We could just use the TARDIS to toe the earth to another star. There is already precedent for that.
 
^ Only in the bizzare world inhabited by Robert Zubrin does a process that takes a million years and involves the transplant of a yellow dwarf star into our solar system "easier than terraforming."

It is easier to move a star than a planet since a star is basically already its own power source. A monstrous fusion reactor.
 
^ Only in the bizzare world inhabited by Robert Zubrin does a process that takes a million years and involves the transplant of a yellow dwarf star into our solar system "easier than terraforming."

It is easier to move a star than a planet since a star is basically already its own power source. A monstrous fusion reactor.

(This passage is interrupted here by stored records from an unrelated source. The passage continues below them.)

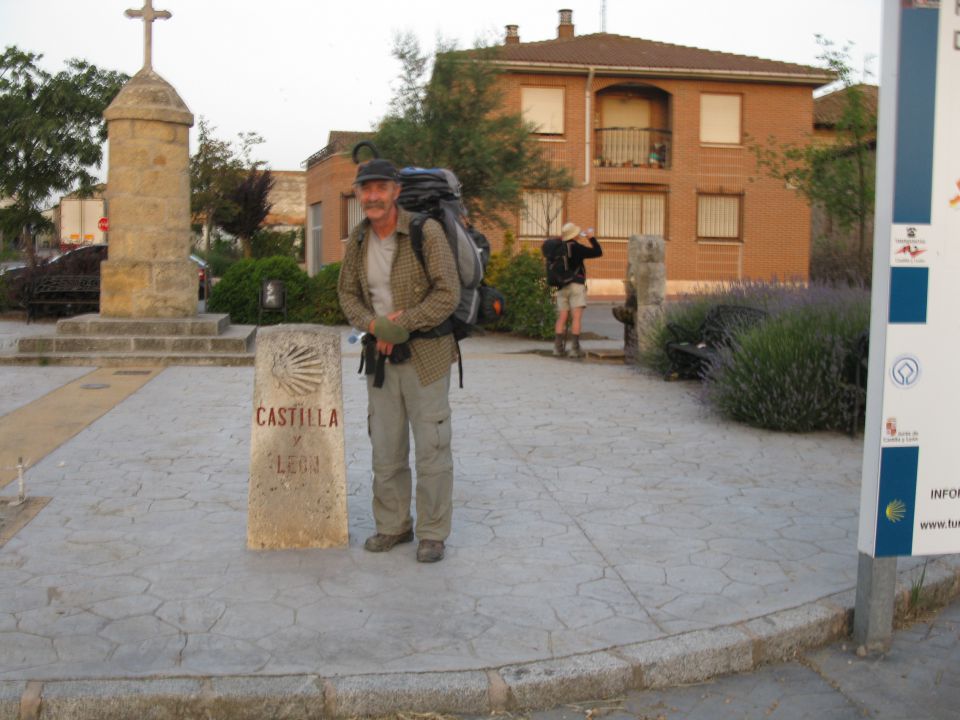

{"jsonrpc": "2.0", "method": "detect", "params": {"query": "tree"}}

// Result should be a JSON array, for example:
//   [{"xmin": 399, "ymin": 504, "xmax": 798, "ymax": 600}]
[
  {"xmin": 752, "ymin": 35, "xmax": 877, "ymax": 280},
  {"xmin": 190, "ymin": 122, "xmax": 273, "ymax": 257},
  {"xmin": 0, "ymin": 46, "xmax": 129, "ymax": 249},
  {"xmin": 190, "ymin": 116, "xmax": 243, "ymax": 253},
  {"xmin": 219, "ymin": 167, "xmax": 274, "ymax": 258},
  {"xmin": 374, "ymin": 34, "xmax": 571, "ymax": 224}
]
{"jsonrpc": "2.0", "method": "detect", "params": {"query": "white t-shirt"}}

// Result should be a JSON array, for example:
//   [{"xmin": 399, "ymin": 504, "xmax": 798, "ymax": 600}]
[{"xmin": 367, "ymin": 228, "xmax": 397, "ymax": 315}]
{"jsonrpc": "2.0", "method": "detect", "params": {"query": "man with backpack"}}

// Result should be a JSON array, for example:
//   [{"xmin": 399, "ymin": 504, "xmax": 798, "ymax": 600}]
[
  {"xmin": 540, "ymin": 222, "xmax": 603, "ymax": 358},
  {"xmin": 337, "ymin": 158, "xmax": 460, "ymax": 562}
]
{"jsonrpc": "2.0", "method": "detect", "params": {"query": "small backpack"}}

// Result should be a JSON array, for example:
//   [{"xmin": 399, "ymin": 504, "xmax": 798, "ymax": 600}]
[
  {"xmin": 353, "ymin": 140, "xmax": 506, "ymax": 387},
  {"xmin": 540, "ymin": 238, "xmax": 581, "ymax": 288},
  {"xmin": 397, "ymin": 167, "xmax": 496, "ymax": 340}
]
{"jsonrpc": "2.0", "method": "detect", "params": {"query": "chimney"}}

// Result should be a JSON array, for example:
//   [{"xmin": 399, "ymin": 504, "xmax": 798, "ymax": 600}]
[{"xmin": 557, "ymin": 10, "xmax": 573, "ymax": 40}]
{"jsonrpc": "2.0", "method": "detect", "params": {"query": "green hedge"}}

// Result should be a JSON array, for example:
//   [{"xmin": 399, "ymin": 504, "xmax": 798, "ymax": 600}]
[{"xmin": 486, "ymin": 251, "xmax": 557, "ymax": 340}]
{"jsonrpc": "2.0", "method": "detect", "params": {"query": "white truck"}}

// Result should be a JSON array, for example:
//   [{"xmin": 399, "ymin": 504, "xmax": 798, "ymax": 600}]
[{"xmin": 57, "ymin": 197, "xmax": 107, "ymax": 252}]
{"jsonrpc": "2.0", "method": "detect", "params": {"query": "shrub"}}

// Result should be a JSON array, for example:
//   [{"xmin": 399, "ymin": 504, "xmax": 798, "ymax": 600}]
[
  {"xmin": 197, "ymin": 238, "xmax": 240, "ymax": 277},
  {"xmin": 487, "ymin": 251, "xmax": 557, "ymax": 339},
  {"xmin": 310, "ymin": 263, "xmax": 347, "ymax": 325},
  {"xmin": 704, "ymin": 293, "xmax": 870, "ymax": 432},
  {"xmin": 208, "ymin": 257, "xmax": 316, "ymax": 325}
]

And exactly what kind of engine will you be attaching to that star?
 
Then there's that whole gravity thing, stars weigh a lot. Moving so much mass takes more energy than the star can possibly provide. Then decelerating that mass if it does achieve speed.
 
Long before that's an issue whatever species our descendants have become will be be able to thrive without living on a planet or within a narrow range of distance from a star. There's no guarantee their energy source will operate using physics we currently understand, but they might gather comets or interstellar hydrogen and use the compatible isotopes in a fusion reactor.
 
The "collision" will happen 4 billion years from now? I thought it was going to be much, much further away than that. As for our sun, around then it'll be either transitioning to a Red Giant or will already have. It might be possible for it to be prevented by whatever is living then which, frankly, won't be a human. It'll be as far from being human as we are from single-celled life.
 
If you have the technology to move it you would probably have the ability modify it, ie clear out the ash and put new hydrogen in. Stellar Engineering.
 
Don't you think we are a little Earth (or Sol) centric? In a few billion years, man will have have moved beyond this star system and made a home elsewhere. It is likely that astronomers in such a future would know more about the collision than our archaic Hubble Telescope. Moving to a system not in the path of the collision would be easy for them.